Giving significant relief to home buyers, President Ram Nath Kovind on Wednesday gave assent to the ordinance amending the Insolvency and Bankruptcy Code (IBC) to recognise their status as financial creditors.
Being treated as financial creditors would bring home buyers at par with banks and other institutional creditors as they would now have a share in the proceeds earned by sale of assets of bankrupt real estate companies.
“The President today (Wednesday) gave assent to promulgate the Insolvency and Bankruptcy Code (Amendment) Ordinance, 2018,” an official statement said.
The government said the ordinance would give home buyers due representation in the Committee of Creditors and make them an integral part of the decision making process.

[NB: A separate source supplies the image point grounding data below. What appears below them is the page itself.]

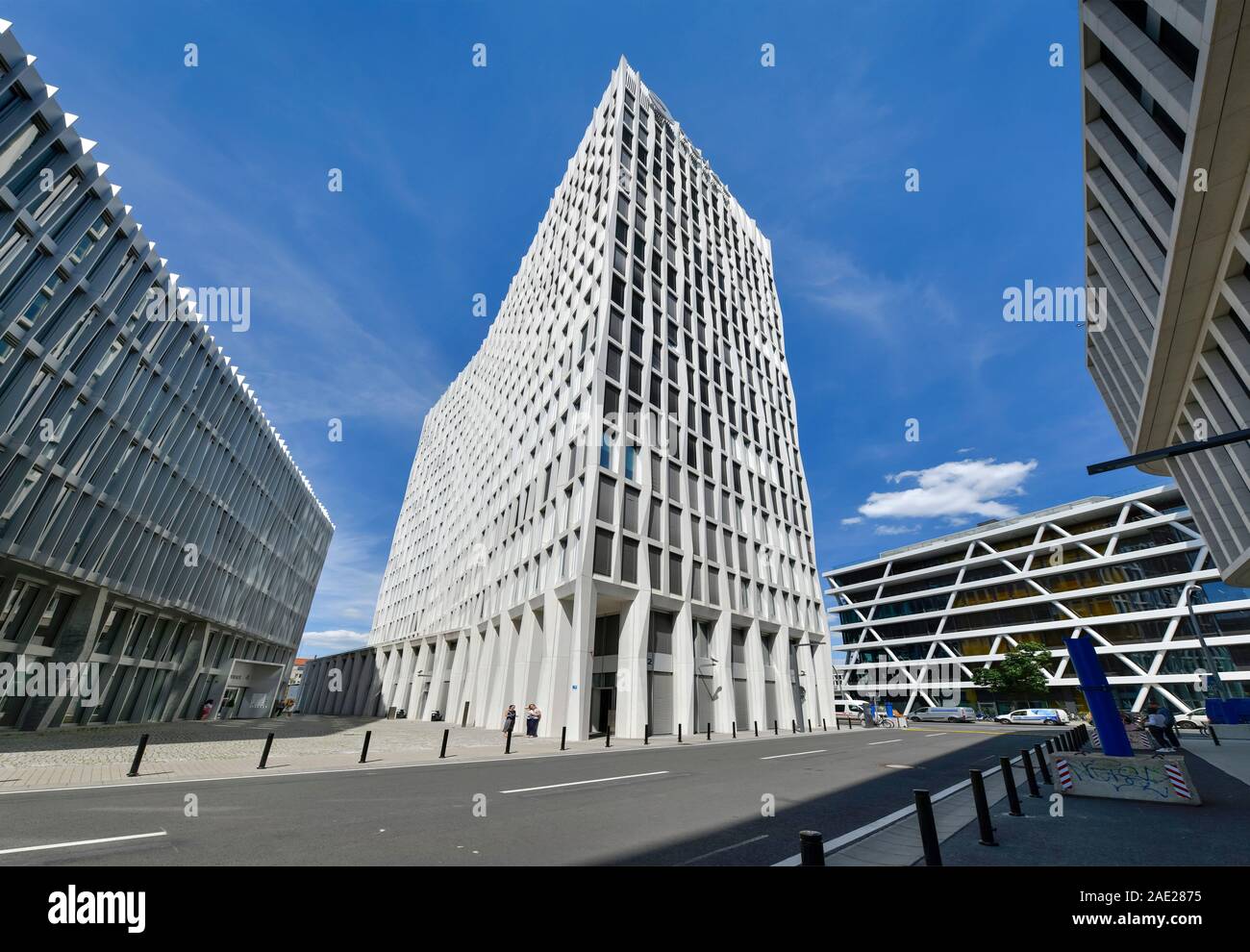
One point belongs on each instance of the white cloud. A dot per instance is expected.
(895, 530)
(962, 488)
(330, 642)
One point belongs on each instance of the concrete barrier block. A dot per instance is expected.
(1157, 780)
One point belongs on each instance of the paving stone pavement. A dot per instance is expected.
(205, 750)
(188, 746)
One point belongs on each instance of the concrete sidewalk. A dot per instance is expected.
(66, 759)
(1088, 831)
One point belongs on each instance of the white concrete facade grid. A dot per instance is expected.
(1166, 116)
(153, 522)
(917, 622)
(607, 514)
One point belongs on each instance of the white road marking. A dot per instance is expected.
(582, 782)
(79, 842)
(724, 850)
(800, 754)
(855, 835)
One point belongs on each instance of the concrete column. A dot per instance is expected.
(684, 670)
(821, 685)
(573, 643)
(404, 680)
(553, 683)
(188, 672)
(437, 672)
(473, 639)
(484, 675)
(786, 689)
(632, 714)
(723, 672)
(501, 677)
(362, 679)
(519, 691)
(755, 683)
(309, 689)
(420, 663)
(388, 673)
(459, 666)
(74, 643)
(323, 686)
(346, 666)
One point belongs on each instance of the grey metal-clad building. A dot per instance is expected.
(1166, 113)
(153, 524)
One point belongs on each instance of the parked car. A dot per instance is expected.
(850, 710)
(1036, 714)
(1195, 718)
(951, 714)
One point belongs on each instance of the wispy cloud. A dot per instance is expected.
(957, 489)
(888, 530)
(330, 642)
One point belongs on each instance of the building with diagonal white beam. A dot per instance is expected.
(919, 621)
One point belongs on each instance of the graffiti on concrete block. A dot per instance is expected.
(1162, 780)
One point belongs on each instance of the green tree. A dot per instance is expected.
(1020, 672)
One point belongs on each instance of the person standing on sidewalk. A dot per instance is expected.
(509, 718)
(1155, 725)
(1169, 719)
(533, 714)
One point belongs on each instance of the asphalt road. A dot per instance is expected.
(700, 804)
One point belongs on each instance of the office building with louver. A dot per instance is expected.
(159, 547)
(608, 514)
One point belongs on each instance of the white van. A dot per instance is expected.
(850, 710)
(1036, 714)
(950, 714)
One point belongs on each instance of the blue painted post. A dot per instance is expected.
(1098, 696)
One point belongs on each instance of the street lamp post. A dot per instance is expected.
(1190, 591)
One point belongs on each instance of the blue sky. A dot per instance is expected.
(362, 299)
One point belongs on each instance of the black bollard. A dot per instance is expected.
(928, 827)
(1042, 766)
(263, 754)
(138, 756)
(1009, 782)
(983, 809)
(812, 848)
(1029, 776)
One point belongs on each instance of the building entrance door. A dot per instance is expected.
(230, 701)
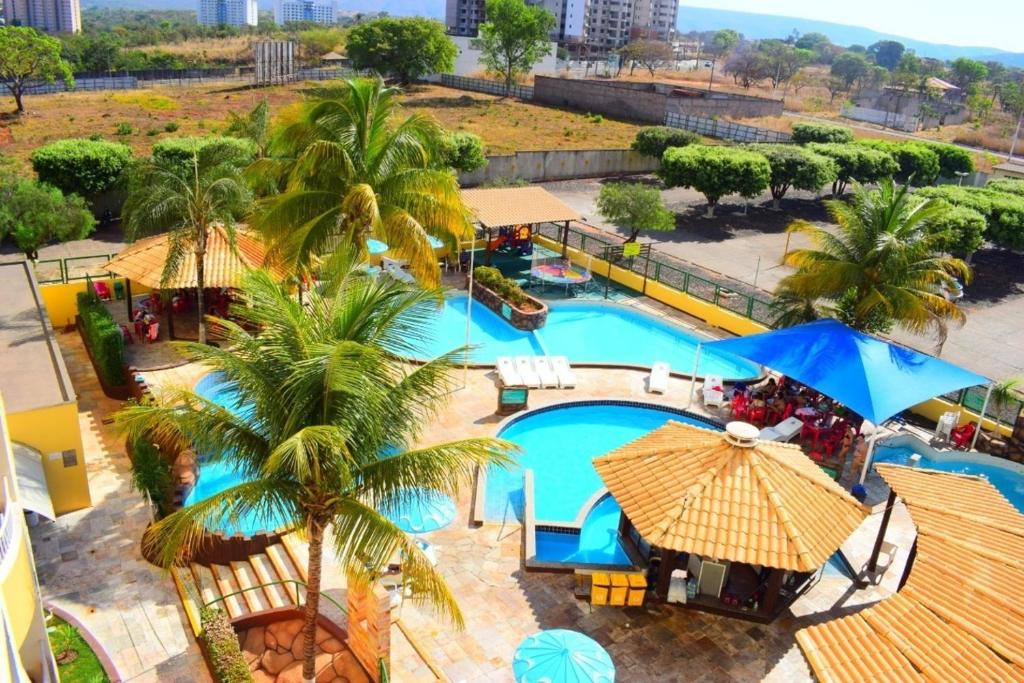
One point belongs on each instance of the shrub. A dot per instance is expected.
(102, 336)
(221, 645)
(915, 161)
(653, 140)
(81, 166)
(820, 132)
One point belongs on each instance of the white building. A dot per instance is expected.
(320, 11)
(227, 12)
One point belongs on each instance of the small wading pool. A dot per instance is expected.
(586, 332)
(558, 444)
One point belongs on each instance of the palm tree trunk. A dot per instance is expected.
(315, 534)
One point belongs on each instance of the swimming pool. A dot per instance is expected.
(587, 332)
(1010, 482)
(558, 444)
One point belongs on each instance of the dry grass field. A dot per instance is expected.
(505, 125)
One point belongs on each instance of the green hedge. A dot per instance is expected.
(82, 167)
(221, 645)
(102, 337)
(653, 140)
(820, 132)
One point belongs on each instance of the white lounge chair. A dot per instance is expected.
(524, 366)
(658, 380)
(566, 378)
(507, 372)
(714, 391)
(549, 380)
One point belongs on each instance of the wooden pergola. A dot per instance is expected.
(758, 519)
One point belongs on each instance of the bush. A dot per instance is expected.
(463, 152)
(653, 140)
(82, 167)
(820, 132)
(221, 645)
(915, 161)
(103, 338)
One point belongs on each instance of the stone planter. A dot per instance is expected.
(518, 318)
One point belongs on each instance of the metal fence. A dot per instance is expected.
(726, 130)
(730, 295)
(488, 87)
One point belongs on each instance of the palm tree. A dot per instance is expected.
(345, 168)
(326, 395)
(882, 264)
(188, 201)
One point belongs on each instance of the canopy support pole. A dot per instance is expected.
(981, 418)
(693, 375)
(872, 563)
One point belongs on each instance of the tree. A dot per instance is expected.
(410, 47)
(635, 207)
(850, 68)
(716, 171)
(349, 168)
(653, 140)
(27, 55)
(330, 417)
(968, 73)
(83, 167)
(35, 214)
(886, 52)
(189, 202)
(651, 54)
(856, 163)
(796, 167)
(881, 263)
(514, 38)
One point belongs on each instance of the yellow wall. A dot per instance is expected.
(51, 430)
(726, 319)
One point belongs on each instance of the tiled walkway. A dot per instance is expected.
(89, 561)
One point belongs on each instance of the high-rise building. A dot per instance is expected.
(227, 12)
(46, 15)
(318, 11)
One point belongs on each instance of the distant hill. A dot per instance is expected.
(773, 26)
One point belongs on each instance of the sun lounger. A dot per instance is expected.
(658, 380)
(714, 391)
(566, 378)
(507, 372)
(549, 380)
(524, 366)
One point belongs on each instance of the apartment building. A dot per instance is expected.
(45, 15)
(318, 11)
(227, 12)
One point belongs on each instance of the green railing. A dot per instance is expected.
(732, 296)
(72, 268)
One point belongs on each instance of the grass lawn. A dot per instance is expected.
(86, 667)
(505, 125)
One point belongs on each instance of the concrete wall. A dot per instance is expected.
(561, 165)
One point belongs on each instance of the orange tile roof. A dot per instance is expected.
(958, 617)
(501, 207)
(693, 491)
(143, 261)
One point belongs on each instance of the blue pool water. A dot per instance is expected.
(1010, 483)
(584, 331)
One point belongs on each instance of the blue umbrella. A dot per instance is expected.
(422, 512)
(561, 656)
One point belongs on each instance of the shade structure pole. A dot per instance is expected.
(981, 418)
(693, 375)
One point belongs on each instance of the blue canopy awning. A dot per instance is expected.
(875, 378)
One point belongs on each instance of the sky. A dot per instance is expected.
(972, 23)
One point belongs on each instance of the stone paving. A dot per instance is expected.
(89, 561)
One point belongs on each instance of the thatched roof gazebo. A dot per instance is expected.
(749, 521)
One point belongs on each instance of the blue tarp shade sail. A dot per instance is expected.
(561, 656)
(871, 377)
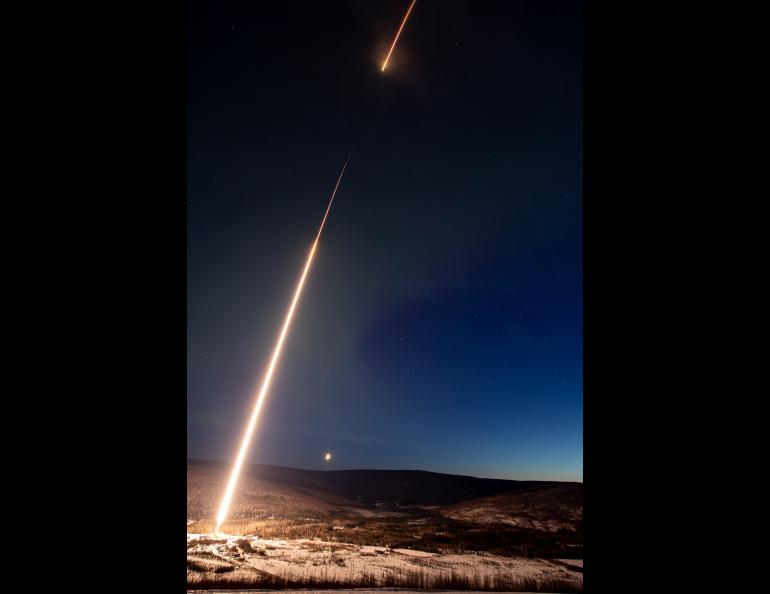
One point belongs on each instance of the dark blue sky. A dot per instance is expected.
(441, 324)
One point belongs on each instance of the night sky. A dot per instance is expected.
(441, 324)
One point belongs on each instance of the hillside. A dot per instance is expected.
(385, 487)
(549, 507)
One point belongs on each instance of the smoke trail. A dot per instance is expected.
(224, 506)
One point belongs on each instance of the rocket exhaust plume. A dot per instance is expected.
(409, 10)
(224, 507)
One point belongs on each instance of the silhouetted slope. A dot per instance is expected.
(395, 487)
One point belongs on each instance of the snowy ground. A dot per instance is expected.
(313, 562)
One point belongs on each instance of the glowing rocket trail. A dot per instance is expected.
(224, 507)
(385, 63)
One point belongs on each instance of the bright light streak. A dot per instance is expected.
(224, 507)
(385, 63)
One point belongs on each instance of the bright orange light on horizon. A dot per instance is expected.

The Union Cabinet last month approved the ordinance and Finance Minister Piyush Goyal had said the decision will bring relief to lakhs of home buyers in the country.
“Good news for home buyers: Now in situation of real estate companies going bankrupt, home buyers will have a share along with banks in the auction of assets of such companies,” he had tweeted.
The Finance Ministry said the ordinance would also benefit Micro, Small and Medium Sector Enterprises (MSME) by empowering the government to provide them with a special dispensation under the Code.
“The immediate benefit it provides is that it does not disqualify the promoter to bid for his enterprise undergoing Corporate Insolvency Resolution Process (CIRP) provided he is not a willful defaulter and does not attract other disqualifications not related to default,” the Finance Ministry statement said.
“It also empowers the Central government to allow further exemptions or modifications with respect to the MSME sector, if required, in public interest,” it added.
Under the new ordinance, with a view to encourage resolution as opposed to liquidation, the voting threshold has been brought down to 66 per cent from 75 per cent for all major decisions.
“Further, in order to facilitate the corporate debtor to continue as a going concern during the CIRP, the voting threshold for routine decisions has been reduced to 51 per cent,” the Ministry said.
The ordinance also provides for a mechanism to allow participation of security holders, deposit holders and all other classes of financial creditors that exceed a certain number, in meetings of the Committee of Creditors, through the authorized representation.
The existing IBC has also been fine-tuned to exempt pure play financial entities from being disqualified on account of non-performing assets (NPA), the statement said.
“Similarly, a resolution application holding an NPA by virtue of acquiring it in the past under the IBC, 2016, has been provided with a three-year cooling-off period from the date of such acquisition.
“In other words, such NPA shall not disqualify the resolution application during the currency of the three-year grace period,” it added.